For the wood stove pellets that you found, it doesn’t say if it has added chemicals or not, but it probably does since it’s for burning.


----------



## poopandpee (Aug 4, 2020)

with the Bunnings one, it says 100% hardwood, I am in lockdown at the moment so can't check, but lets say it is there's no extra additives, is hardwood pellets ok? Most I see are pine pellets for bedding


----------



## Satrevino (Aug 4, 2020)

I think as long as it doesn’t have any additives it should be fine, whether it’s made of hardwood or a softer wood doesn’t matter. I have seen that softer woods are a bit more absorbing though.


----------



## JBun (Aug 5, 2020)

I don't know that hardwood is going to work as well and may not be as absorbent, and some hardwoods could be harmful if ingested. I would stick with softwood pellets like pine if possible.


----------



## poopandpee (Aug 5, 2020)

They don't eat the pellets fortunately or chew on any of my furniture, I also have a grate on top of the pellets. I will see if Bunnings has a softwood option though.


----------



## Zee-Man (Aug 6, 2020)

I can't say for sure about Oz, but wood fuel pellets do not contain anything but wood. The feed stock is put into a bin where it gets mashed into and through a die. Think play-doh or pasta on an industrial scale. The feed stock is heated to expand the lignins before mashing. That is all that holds the wood fibers together. No glues or waxes are used, they simply are not needed. If you are really concerned about accelerants, use the pellets designed for smokers and BBQs.
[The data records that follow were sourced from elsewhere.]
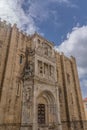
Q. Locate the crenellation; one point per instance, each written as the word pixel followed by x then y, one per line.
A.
pixel 39 87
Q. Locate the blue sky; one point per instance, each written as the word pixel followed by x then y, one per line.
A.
pixel 63 22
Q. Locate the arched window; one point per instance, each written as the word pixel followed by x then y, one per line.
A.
pixel 41 113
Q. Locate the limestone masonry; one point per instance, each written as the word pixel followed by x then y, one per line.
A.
pixel 39 87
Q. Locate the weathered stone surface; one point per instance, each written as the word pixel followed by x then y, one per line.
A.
pixel 39 88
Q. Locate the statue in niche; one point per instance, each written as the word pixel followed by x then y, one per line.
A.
pixel 28 68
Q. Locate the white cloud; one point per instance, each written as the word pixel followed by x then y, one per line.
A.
pixel 76 45
pixel 13 12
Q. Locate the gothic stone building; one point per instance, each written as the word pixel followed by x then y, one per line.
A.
pixel 39 87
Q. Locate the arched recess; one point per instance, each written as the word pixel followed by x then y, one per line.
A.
pixel 46 108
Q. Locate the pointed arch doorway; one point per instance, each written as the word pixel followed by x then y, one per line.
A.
pixel 46 109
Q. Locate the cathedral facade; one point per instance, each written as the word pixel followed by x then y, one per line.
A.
pixel 39 87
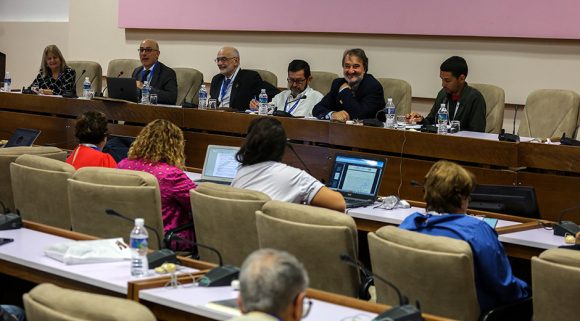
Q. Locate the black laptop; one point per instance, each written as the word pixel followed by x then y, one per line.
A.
pixel 357 178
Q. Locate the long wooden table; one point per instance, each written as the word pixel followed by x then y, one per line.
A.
pixel 553 170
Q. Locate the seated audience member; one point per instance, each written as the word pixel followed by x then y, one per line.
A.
pixel 464 103
pixel 356 96
pixel 299 99
pixel 161 78
pixel 91 131
pixel 261 169
pixel 234 87
pixel 54 77
pixel 448 187
pixel 272 287
pixel 159 150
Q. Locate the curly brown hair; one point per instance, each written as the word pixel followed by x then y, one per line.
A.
pixel 160 141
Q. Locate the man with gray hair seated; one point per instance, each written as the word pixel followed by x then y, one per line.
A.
pixel 272 287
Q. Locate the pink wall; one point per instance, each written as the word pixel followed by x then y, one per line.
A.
pixel 558 19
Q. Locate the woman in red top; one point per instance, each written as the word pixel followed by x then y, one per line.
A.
pixel 91 130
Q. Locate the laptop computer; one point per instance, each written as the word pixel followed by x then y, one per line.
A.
pixel 220 165
pixel 122 88
pixel 357 178
pixel 23 137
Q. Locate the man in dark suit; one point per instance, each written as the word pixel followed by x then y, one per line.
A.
pixel 356 96
pixel 161 78
pixel 234 87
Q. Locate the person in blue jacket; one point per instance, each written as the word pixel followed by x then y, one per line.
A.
pixel 448 187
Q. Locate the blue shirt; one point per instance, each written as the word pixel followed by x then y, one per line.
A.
pixel 494 281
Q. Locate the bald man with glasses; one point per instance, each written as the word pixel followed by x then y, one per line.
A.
pixel 234 87
pixel 161 78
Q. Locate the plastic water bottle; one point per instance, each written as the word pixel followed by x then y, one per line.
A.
pixel 442 120
pixel 263 103
pixel 86 88
pixel 145 93
pixel 139 244
pixel 390 114
pixel 7 82
pixel 202 98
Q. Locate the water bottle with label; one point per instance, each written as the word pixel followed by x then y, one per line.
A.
pixel 390 114
pixel 145 93
pixel 86 88
pixel 442 120
pixel 202 98
pixel 139 244
pixel 263 103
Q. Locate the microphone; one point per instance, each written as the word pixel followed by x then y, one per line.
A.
pixel 72 93
pixel 155 258
pixel 404 312
pixel 566 227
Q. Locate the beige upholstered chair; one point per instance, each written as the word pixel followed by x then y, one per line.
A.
pixel 8 155
pixel 39 185
pixel 48 302
pixel 436 271
pixel 134 194
pixel 322 81
pixel 93 71
pixel 555 279
pixel 495 104
pixel 267 76
pixel 549 113
pixel 317 237
pixel 400 91
pixel 189 81
pixel 224 218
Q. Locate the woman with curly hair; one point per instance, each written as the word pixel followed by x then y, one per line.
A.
pixel 159 150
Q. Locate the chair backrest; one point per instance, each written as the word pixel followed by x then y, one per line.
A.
pixel 267 76
pixel 555 279
pixel 494 97
pixel 437 271
pixel 39 186
pixel 48 302
pixel 8 155
pixel 549 113
pixel 322 81
pixel 317 237
pixel 189 81
pixel 134 194
pixel 401 93
pixel 224 218
pixel 92 69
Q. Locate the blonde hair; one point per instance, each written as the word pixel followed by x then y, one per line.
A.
pixel 51 49
pixel 160 141
pixel 446 185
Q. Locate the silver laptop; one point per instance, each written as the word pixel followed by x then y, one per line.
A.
pixel 220 165
pixel 357 178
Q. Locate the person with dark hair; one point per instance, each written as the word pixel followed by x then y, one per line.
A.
pixel 261 169
pixel 356 96
pixel 91 131
pixel 448 187
pixel 464 103
pixel 299 99
pixel 54 77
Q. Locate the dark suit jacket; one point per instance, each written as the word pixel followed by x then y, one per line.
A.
pixel 163 83
pixel 245 87
pixel 360 104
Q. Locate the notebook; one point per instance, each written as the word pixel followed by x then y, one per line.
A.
pixel 357 178
pixel 122 88
pixel 23 137
pixel 220 165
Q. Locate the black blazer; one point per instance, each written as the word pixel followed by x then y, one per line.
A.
pixel 245 87
pixel 363 103
pixel 163 83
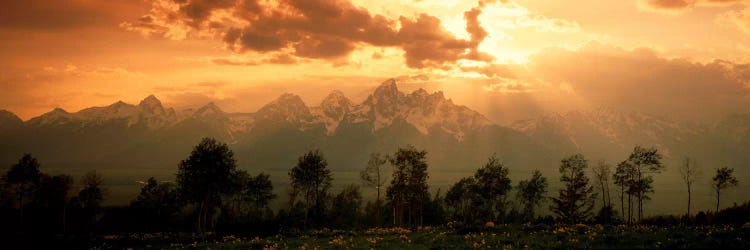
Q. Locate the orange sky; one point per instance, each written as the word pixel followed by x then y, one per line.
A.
pixel 507 59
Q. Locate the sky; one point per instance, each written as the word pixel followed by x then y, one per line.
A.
pixel 684 59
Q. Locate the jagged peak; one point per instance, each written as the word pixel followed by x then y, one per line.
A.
pixel 420 92
pixel 209 106
pixel 150 101
pixel 58 110
pixel 439 95
pixel 335 97
pixel 7 115
pixel 288 99
pixel 388 87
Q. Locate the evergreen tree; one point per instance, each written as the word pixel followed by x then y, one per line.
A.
pixel 311 178
pixel 531 193
pixel 491 189
pixel 23 179
pixel 576 198
pixel 206 175
pixel 408 190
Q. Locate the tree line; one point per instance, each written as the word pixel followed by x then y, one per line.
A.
pixel 210 193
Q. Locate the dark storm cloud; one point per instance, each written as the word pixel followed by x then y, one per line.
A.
pixel 319 29
pixel 49 15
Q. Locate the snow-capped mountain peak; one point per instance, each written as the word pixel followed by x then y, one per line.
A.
pixel 208 110
pixel 425 111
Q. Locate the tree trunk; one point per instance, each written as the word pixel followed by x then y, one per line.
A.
pixel 65 206
pixel 622 200
pixel 689 195
pixel 20 206
pixel 200 217
pixel 630 209
pixel 718 198
pixel 640 206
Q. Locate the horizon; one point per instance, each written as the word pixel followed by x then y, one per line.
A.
pixel 509 60
pixel 388 124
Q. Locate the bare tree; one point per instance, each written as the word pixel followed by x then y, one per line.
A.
pixel 373 177
pixel 690 172
pixel 602 172
pixel 723 179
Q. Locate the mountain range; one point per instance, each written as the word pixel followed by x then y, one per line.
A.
pixel 149 138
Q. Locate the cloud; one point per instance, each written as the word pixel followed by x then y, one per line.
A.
pixel 312 29
pixel 681 5
pixel 642 80
pixel 45 15
pixel 512 86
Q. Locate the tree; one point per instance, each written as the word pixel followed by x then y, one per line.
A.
pixel 373 177
pixel 23 179
pixel 531 193
pixel 260 191
pixel 459 198
pixel 312 179
pixel 723 179
pixel 689 172
pixel 345 206
pixel 408 190
pixel 54 194
pixel 601 173
pixel 91 195
pixel 156 202
pixel 576 198
pixel 623 176
pixel 645 161
pixel 205 176
pixel 492 187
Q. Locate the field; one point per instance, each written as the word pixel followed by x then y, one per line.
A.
pixel 494 237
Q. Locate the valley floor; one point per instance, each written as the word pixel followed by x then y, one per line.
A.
pixel 497 237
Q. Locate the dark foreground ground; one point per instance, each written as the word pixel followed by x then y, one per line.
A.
pixel 497 237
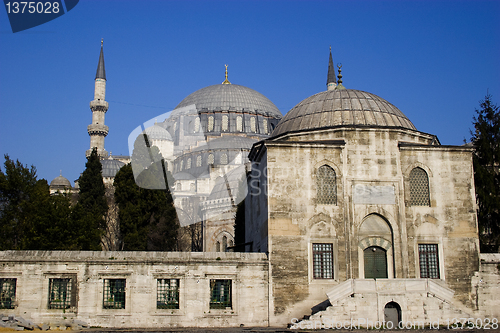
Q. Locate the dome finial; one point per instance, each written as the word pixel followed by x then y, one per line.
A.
pixel 331 83
pixel 226 81
pixel 339 86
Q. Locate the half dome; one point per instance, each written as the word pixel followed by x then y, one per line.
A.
pixel 230 97
pixel 340 108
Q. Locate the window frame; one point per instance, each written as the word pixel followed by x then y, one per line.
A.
pixel 173 294
pixel 322 262
pixel 215 301
pixel 111 303
pixel 11 303
pixel 437 264
pixel 324 190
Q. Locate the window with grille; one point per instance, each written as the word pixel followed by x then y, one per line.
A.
pixel 326 186
pixel 323 261
pixel 114 294
pixel 210 124
pixel 167 294
pixel 429 263
pixel 220 294
pixel 239 123
pixel 7 293
pixel 375 260
pixel 253 126
pixel 419 188
pixel 223 159
pixel 61 293
pixel 225 122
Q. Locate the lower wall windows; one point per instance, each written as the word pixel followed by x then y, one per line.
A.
pixel 323 261
pixel 7 293
pixel 429 262
pixel 61 293
pixel 167 294
pixel 220 294
pixel 114 294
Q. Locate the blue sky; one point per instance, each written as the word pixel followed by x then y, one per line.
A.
pixel 434 60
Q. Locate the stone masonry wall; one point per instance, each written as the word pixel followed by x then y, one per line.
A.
pixel 247 273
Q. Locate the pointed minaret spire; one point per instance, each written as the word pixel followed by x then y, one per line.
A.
pixel 340 86
pixel 101 72
pixel 331 82
pixel 226 81
pixel 97 130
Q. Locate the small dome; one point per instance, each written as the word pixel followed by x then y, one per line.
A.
pixel 157 132
pixel 230 96
pixel 110 167
pixel 60 182
pixel 342 107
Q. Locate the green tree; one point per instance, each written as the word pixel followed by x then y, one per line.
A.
pixel 16 193
pixel 486 141
pixel 148 221
pixel 89 213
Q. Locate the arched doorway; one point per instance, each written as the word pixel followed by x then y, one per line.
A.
pixel 392 314
pixel 375 263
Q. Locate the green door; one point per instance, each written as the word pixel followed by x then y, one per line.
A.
pixel 375 263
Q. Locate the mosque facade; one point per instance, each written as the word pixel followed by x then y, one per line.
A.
pixel 352 215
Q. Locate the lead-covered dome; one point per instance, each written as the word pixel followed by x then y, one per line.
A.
pixel 230 97
pixel 342 107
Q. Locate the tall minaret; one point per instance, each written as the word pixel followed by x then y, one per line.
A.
pixel 97 130
pixel 331 82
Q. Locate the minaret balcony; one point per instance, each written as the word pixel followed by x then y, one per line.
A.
pixel 99 105
pixel 97 129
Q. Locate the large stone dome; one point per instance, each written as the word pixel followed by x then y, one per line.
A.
pixel 342 107
pixel 230 97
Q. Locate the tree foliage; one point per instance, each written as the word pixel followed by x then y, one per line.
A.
pixel 486 141
pixel 148 220
pixel 89 213
pixel 30 218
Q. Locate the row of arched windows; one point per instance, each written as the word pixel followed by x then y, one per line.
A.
pixel 326 186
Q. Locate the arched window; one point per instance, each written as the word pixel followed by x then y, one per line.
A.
pixel 224 244
pixel 211 123
pixel 375 262
pixel 264 125
pixel 326 186
pixel 225 122
pixel 419 188
pixel 239 123
pixel 197 125
pixel 223 159
pixel 253 128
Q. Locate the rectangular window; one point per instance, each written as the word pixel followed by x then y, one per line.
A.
pixel 220 294
pixel 429 263
pixel 167 293
pixel 114 294
pixel 61 293
pixel 323 261
pixel 7 293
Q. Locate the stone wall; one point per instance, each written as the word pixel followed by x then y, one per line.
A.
pixel 91 301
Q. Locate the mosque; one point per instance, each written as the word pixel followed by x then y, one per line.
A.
pixel 352 215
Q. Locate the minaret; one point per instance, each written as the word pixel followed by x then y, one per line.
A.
pixel 330 80
pixel 97 130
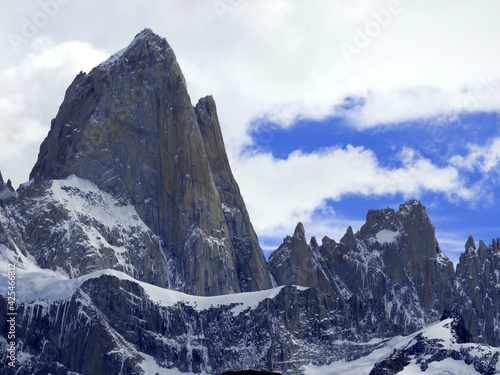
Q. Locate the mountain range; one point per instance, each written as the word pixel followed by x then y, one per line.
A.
pixel 135 254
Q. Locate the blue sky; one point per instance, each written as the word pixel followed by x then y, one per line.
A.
pixel 328 108
pixel 437 140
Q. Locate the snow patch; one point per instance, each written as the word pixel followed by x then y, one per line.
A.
pixel 387 236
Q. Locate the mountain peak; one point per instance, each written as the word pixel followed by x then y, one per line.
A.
pixel 129 128
pixel 299 231
pixel 145 46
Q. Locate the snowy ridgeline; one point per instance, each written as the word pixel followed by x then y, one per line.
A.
pixel 41 287
pixel 34 283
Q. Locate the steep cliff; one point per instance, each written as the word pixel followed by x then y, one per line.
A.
pixel 128 139
pixel 394 260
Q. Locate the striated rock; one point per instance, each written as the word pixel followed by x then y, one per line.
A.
pixel 295 262
pixel 111 323
pixel 478 290
pixel 250 262
pixel 393 261
pixel 6 190
pixel 129 128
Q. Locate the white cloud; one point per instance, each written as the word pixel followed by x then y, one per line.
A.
pixel 279 193
pixel 484 158
pixel 281 60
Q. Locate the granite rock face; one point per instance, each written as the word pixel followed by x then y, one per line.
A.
pixel 132 201
pixel 394 260
pixel 478 290
pixel 128 128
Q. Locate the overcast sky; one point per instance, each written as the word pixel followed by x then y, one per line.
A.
pixel 328 108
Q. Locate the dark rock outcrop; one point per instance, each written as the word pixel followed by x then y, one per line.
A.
pixel 394 259
pixel 128 127
pixel 478 290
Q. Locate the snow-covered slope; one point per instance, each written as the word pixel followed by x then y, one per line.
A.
pixel 436 349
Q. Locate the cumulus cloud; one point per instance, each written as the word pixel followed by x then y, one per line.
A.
pixel 485 158
pixel 279 61
pixel 288 191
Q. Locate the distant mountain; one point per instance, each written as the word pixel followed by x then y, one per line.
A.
pixel 135 254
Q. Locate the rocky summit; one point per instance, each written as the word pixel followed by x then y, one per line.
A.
pixel 135 254
pixel 128 139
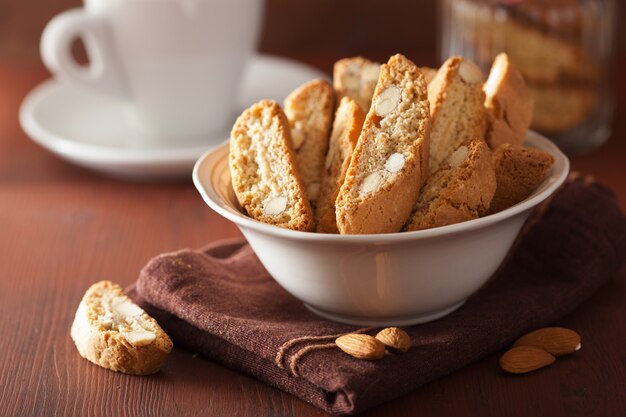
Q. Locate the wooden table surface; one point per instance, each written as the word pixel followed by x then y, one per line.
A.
pixel 63 227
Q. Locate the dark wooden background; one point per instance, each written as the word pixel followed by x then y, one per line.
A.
pixel 63 228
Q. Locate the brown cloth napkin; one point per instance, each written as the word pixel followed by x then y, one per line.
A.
pixel 221 303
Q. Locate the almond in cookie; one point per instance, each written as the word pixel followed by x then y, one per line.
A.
pixel 263 169
pixel 519 171
pixel 309 110
pixel 456 107
pixel 509 104
pixel 346 129
pixel 356 78
pixel 390 161
pixel 115 333
pixel 460 190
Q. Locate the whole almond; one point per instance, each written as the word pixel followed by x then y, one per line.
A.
pixel 396 340
pixel 522 359
pixel 558 341
pixel 361 346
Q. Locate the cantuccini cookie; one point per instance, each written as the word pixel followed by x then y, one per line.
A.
pixel 429 74
pixel 509 104
pixel 346 129
pixel 460 190
pixel 356 78
pixel 519 171
pixel 309 110
pixel 390 161
pixel 115 333
pixel 263 169
pixel 456 107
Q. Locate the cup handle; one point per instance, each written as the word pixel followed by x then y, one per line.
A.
pixel 103 73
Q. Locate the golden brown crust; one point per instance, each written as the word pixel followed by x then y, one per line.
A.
pixel 356 78
pixel 519 171
pixel 390 161
pixel 264 173
pixel 429 73
pixel 460 190
pixel 346 129
pixel 309 110
pixel 509 104
pixel 456 108
pixel 107 337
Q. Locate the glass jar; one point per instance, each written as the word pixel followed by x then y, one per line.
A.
pixel 563 48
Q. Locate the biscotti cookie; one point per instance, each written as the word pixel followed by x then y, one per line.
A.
pixel 264 174
pixel 115 333
pixel 460 190
pixel 509 104
pixel 346 129
pixel 309 110
pixel 429 74
pixel 390 162
pixel 519 171
pixel 356 78
pixel 456 108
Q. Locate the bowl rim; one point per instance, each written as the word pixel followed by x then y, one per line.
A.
pixel 205 187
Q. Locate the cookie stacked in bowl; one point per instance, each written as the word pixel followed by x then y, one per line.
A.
pixel 388 148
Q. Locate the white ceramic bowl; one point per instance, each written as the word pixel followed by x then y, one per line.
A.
pixel 386 279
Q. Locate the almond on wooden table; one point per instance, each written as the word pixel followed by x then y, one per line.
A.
pixel 558 341
pixel 523 359
pixel 396 340
pixel 361 346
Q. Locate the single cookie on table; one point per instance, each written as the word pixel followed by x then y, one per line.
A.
pixel 309 110
pixel 456 108
pixel 460 190
pixel 519 171
pixel 346 129
pixel 263 169
pixel 390 161
pixel 115 333
pixel 509 104
pixel 356 78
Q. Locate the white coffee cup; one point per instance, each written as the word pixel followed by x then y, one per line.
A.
pixel 175 64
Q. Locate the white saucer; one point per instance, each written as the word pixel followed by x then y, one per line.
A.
pixel 90 130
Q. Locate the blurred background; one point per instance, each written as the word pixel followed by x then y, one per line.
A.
pixel 303 30
pixel 323 31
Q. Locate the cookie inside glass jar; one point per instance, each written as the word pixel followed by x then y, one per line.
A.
pixel 562 48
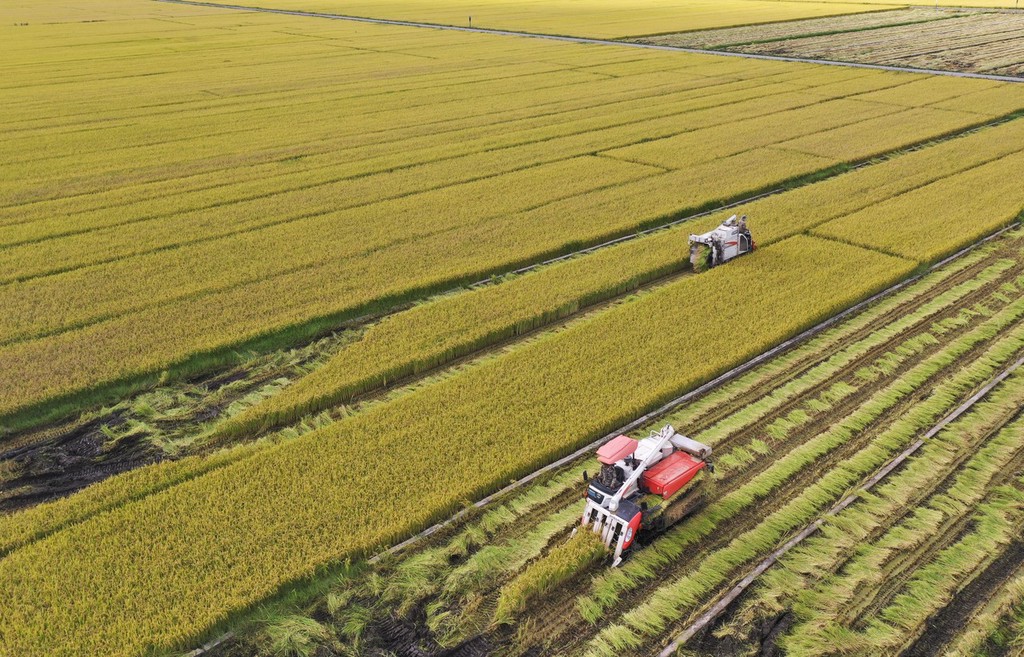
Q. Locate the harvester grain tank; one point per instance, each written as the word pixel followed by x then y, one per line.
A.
pixel 729 241
pixel 642 489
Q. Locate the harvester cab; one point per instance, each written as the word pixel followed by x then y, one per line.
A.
pixel 639 489
pixel 729 241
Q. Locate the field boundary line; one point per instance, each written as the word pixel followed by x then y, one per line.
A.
pixel 705 619
pixel 593 41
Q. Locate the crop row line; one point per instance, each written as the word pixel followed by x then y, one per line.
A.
pixel 682 399
pixel 720 606
pixel 605 42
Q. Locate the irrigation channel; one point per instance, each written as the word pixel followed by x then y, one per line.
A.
pixel 585 40
pixel 848 406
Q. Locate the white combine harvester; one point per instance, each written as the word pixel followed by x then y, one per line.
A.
pixel 639 492
pixel 729 241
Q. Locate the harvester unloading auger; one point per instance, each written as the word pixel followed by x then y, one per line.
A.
pixel 729 241
pixel 641 488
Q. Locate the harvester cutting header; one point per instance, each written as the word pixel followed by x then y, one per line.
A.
pixel 729 241
pixel 639 491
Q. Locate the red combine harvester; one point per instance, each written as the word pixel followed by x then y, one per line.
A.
pixel 639 491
Read more about pellet fuel standards here: http//pelletheat.org I can't think that it is very different down under. A good place to start for Autralia and New Zealand might be Wood fuels - Bioenergy Association

PS, for softwood pellets, look for standard grade. Premuim will always be hardwood. Either way, the moisture content is what counts. The pellets will expand and fall apart as the rabbits pee on them, if they are not litter trained that is.


----------



## poopandpee (Aug 6, 2020)

Amazing thanks! Most of the pellets I find are for bbqs.
What pellets are the accelerant ones used for our of curiousity?


----------



## Zee-Man (Aug 15, 2020)

There are no accelerants used in wood pellets in the USA and not likely in the EU/OZ/NZ. Accelerants are not part of the standard. If an accelerant is needed to ignite pellets (usually gelled alcohol) it must be applied by the end user. Wood pellet appliances rely on a precise mixture of air to fuel. If a pellet manufacturer added accelerant to the pellets it would mess up that ratio and be potentially dangerous to the end user and harmful to the appliance. If you find wood pellet that has accelerant in them you should avoid them for all uses (except maybe campfire? who would want them for that?).


----------